What is the role of the trial steering committee?

A

• consider protocol amendments that will significantly alter trial
design, conduct or analysis
• consider TMG strategies to improve trial conduct, e.g. recruitment
• consider recommendations of the IDMC
• consider decisions on future continuation (or otherwise) of trial
• oversee the timely reporting of trial results
• consider requests for analyses (from TMG and external groups)
not identified in the protocol or SAP

157
Q

What is the independent data monitoring committee (IDMC)?

A

Small group eg 2 clinicians and a statistician
Independent of trial organisers
Assess pre-specified interim analysis of data (results confidential).
Look at recruitment and completeness of data, side effects and interim results
Can recommend a trial is stopped -> give recommendation to TSC who makes final decision

158
Q

What is the issue with interim analysis (in RCTS) and how could this be resolved?

A

Each time you calculate the p value the more chance you have of finding a significant result.
Several statistical stopping rules or guidelines have been developed for multiple testing eg Pocock, Haybittle-Peto, O’Bien and Fleming

159
Q

What is external validity?

A

Refers to how well the outcome of the study can be generalised to the real world.

160
Q

What is internal validity?

A

Extent to which study establishes a trustworthy cause and effect.
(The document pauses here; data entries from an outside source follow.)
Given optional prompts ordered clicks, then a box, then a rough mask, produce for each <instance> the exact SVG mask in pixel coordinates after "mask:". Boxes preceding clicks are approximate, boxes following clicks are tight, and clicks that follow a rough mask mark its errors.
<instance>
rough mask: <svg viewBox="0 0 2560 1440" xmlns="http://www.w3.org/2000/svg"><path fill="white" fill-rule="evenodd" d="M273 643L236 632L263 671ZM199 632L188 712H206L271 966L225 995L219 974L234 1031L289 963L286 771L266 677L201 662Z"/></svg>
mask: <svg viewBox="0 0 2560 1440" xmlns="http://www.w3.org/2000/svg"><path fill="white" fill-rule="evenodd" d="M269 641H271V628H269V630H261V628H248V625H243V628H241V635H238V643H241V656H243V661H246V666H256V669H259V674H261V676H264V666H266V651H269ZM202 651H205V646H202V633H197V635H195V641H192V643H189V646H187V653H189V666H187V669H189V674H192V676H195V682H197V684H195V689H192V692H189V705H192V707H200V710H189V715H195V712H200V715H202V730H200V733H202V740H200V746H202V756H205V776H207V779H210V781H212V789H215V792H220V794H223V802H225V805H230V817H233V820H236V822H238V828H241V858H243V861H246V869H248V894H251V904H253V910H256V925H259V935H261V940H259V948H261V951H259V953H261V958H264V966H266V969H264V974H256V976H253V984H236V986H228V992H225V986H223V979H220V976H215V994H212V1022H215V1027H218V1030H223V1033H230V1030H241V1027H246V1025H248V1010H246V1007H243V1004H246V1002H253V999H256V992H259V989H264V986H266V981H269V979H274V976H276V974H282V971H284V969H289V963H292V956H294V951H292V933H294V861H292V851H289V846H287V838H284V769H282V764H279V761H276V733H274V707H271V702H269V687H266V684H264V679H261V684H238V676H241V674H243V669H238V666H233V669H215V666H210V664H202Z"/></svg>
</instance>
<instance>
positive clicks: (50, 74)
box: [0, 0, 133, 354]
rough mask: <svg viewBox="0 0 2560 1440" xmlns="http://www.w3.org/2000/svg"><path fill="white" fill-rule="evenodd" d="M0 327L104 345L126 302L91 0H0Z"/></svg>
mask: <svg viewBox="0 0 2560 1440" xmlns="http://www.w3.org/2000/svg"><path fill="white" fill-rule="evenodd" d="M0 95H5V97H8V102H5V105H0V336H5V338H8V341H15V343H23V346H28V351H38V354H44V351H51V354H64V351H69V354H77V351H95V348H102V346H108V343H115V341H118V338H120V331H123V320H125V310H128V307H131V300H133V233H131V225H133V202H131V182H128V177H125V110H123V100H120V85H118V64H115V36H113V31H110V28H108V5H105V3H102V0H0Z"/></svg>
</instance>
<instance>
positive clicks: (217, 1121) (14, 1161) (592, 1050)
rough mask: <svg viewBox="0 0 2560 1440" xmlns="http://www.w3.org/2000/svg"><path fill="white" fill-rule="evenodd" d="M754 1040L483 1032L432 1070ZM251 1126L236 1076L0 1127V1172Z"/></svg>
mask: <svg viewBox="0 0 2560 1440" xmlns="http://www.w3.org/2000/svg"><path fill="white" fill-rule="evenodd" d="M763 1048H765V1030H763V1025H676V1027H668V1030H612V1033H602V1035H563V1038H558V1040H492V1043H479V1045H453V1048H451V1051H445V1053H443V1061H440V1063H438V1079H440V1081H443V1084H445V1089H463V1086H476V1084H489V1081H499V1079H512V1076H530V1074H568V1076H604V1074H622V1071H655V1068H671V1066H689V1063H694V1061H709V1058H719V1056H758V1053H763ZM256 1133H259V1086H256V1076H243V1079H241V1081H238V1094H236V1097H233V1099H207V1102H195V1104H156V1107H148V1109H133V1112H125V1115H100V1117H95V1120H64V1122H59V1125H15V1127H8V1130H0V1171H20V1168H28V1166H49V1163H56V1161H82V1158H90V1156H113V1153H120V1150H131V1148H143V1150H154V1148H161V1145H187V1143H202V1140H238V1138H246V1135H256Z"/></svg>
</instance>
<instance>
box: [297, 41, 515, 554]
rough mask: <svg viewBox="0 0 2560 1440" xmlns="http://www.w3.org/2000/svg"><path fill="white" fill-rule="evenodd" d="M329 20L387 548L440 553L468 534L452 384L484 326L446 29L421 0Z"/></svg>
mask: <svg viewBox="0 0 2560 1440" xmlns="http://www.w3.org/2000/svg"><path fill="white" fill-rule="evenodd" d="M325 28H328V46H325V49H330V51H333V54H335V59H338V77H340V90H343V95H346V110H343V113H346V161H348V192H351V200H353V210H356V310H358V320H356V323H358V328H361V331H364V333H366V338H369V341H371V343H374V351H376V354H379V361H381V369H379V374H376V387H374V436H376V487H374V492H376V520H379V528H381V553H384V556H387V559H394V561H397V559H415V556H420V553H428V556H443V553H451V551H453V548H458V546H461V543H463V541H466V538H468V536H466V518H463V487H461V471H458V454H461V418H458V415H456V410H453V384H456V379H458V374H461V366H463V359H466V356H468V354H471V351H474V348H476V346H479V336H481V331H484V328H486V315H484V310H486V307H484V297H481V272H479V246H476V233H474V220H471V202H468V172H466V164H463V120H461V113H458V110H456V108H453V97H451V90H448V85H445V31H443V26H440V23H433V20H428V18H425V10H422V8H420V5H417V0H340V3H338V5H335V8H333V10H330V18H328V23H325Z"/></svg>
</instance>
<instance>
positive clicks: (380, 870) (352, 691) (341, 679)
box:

Depends largely on procedures of the study eg randomisation, blinding, protocol

161
Q

What is a cross-sectional study?

A

examines the relationship between disease (or other health related state) and other variables of interest as they exist in a defined population at a single point in time or over a short period of time (e.g. calendar year)
Main outcome obtained is prevalence

162
Q

What is an ecological study?

A

Is at population level.
Measures an outcome or risk in a population
Looks at a group, not individuals.

163
Q

WHat is the difference between a histogram and a bar chart?

A

Histogram groups the numbers into a range

164
Q

What is the sponsors role in a trial?

A

Overall responsibility for the conduct of the trial
Responsible for safety assessments
Must evaluate all SAEs and decide if they are SARs or SUSARs. Must report all SUSARs to MHRA

165
Q

WHat is the investigators role in the trial?

A
• Must record all AEs during a study
– records can be inspected by the Sponsor
• decide if an event is serious
• decide if an event is a reaction
• decide if a reaction caused by IMP
• Must immediately notify the Sponsor of
SAE/Rs (usually within 24 hrs).
166
Q

How do you calculate the expected freq for chi squared?

A

Row Total x column total / total number in both groups.

167
Q

When would you use log rank vs cox regression?

A

Log rank -> time to event, single predictor, categorical data

Cox regression-> more than one variable, continuous data

168
Q

What is a sequential trial?

A

Trial where the sample size is not defined in advance
Data evaluated as it is collected and stopped at a predefined outcome. Good when time between treatment and outcome is short.

169
Q

What is cancer registration and who is it managed by?

A

he National Cancer Registration and Analysis Service (NCRAS), part of Public Health England (PHE), is the population-based cancer registry for England. It collects, quality assures and analyses data on all people living in England who are diagnosed with malignant and pre-malignant neoplasms, with national coverage since 1971. It produces the national cancer registration dataset for England. The primary role of NCRAS is to provide near real-time, cost-effective, comprehensive data collection and quality assurance over the entire cancer care pathway. To achieve this, it receives data from across the National Health Service (NHS).
NHS Act 2006 protects HSE rights to collect cancer related data.